L’histoire d’Henri VIII, le roi aux six femmes, a fait l’objet de nombreux romans, films ou séries dont la dernière en date « Les Tudors » créée par Michael Hirst. Par conséquent, écrire un énième roman sur le sujet est un risque. Harriet Castor ne s’est pourtant pas laissée phagocyter par les écrits précédents et a essayé d’aborder le sujet sous un angle nouveau. Elle dresse en effet un portrait avant tout psychologique d’Henri VIII et essaye d’expliquer la différence entre le jeune Henri, combatif, doué et modèle de vertu en roi dévoré par ses démons.

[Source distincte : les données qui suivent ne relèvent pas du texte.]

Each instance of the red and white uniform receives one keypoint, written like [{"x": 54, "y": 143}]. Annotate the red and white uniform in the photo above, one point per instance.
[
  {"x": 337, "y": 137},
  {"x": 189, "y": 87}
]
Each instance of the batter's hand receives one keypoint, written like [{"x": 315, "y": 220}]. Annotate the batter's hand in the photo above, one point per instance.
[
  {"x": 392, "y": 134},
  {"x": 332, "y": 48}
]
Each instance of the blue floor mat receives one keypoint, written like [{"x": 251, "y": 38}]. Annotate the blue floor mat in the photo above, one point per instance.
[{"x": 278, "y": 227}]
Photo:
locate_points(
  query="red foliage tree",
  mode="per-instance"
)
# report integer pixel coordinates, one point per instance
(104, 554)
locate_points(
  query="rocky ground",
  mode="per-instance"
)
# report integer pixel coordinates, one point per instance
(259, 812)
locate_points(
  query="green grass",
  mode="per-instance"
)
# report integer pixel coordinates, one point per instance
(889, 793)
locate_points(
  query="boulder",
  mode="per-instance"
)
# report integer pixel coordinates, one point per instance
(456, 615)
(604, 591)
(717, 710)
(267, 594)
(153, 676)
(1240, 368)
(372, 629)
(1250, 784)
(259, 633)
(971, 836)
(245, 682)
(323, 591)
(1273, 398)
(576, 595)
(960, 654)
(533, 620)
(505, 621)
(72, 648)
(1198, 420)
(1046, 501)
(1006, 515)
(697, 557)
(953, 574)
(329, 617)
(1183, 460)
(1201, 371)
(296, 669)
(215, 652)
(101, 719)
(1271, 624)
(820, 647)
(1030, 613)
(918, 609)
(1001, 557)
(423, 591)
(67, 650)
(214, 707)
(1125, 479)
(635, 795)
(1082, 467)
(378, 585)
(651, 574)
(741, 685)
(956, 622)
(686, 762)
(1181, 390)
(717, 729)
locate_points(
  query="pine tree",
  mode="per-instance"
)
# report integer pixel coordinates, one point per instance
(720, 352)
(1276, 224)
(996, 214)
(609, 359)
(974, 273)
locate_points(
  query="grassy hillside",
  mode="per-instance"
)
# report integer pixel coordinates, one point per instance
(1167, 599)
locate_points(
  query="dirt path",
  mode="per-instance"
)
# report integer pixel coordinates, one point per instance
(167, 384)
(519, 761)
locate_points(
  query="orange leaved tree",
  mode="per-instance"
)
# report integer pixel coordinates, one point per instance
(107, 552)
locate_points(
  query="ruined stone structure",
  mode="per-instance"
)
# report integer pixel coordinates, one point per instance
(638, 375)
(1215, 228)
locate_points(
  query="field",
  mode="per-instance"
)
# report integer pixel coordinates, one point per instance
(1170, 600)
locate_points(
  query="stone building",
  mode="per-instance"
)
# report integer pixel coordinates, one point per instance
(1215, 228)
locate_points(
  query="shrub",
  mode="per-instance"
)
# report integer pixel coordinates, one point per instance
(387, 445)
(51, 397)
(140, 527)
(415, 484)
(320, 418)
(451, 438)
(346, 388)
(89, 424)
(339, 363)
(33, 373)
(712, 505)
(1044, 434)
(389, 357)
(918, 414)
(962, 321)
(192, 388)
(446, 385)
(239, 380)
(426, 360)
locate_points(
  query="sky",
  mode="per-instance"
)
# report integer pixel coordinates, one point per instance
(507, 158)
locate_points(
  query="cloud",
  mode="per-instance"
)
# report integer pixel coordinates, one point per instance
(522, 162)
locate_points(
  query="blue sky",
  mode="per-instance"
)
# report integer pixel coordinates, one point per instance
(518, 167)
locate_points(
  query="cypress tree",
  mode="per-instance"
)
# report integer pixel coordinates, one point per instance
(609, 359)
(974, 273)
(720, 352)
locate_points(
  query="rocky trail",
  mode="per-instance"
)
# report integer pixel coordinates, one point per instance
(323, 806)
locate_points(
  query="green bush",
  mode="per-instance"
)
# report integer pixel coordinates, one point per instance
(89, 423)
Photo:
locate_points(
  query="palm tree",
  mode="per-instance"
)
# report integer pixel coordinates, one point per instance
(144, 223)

L’auteur tente de voir quelles sont les conséquences de la Guerre des deux roses sur Henri VIII : on comprend alors l’importance de la descendance légitime pour Henri VIII.

 

Très bien documentée sur l’époque, Harriet Castor donne une vision originale de ce roi. Ecrit à la première personne, le lecteur se sent proche de lui et suit son évolution intimement ce qui permet d’envisager la réalité sous son angle et non sous celui laissé par l’histoire. Elle désacralise en quelque sorte ce monstre sacré pour en faire un homme avant tout. On retiendra surtout la relation entre Henri et son père qui apporte une lumière intéressante sur le personnage et accroche le lecteur dès les premières pages. Mêlant réalité historique et fiction, le portrait qui émerge est finalement moins monstrueux et l’on ne peut s’empêcher de ressentir une certaine compassion pour cet homme aux espoirs déçus surtout lors de la dernière scène où la prophétie livre sa dernière partie. Le scan des grands événements marquants de son règne laisse cependant sur le côté la complexité des relations entretenues par le roi avec son entourage et laisse un arrière goût d’inachevé en ce qui concerne son aspect psychologique.

 

Après cet essai plutôt concluant, Harriet Castor, passionnée par les Tudors, travaille sur un nouveau roman sur les filles d’Henry, Mary et Elisabeth, demi-sœurs ennemies, chacune ayant perdu sa mère par la faute d’un père pourtant idolâtré. Un nouveau défi à venir.

 

Julie Lecanu

 

Harriet Castor, VIII, MA éditions, mai 2013, 419 pages, 19,90 euros.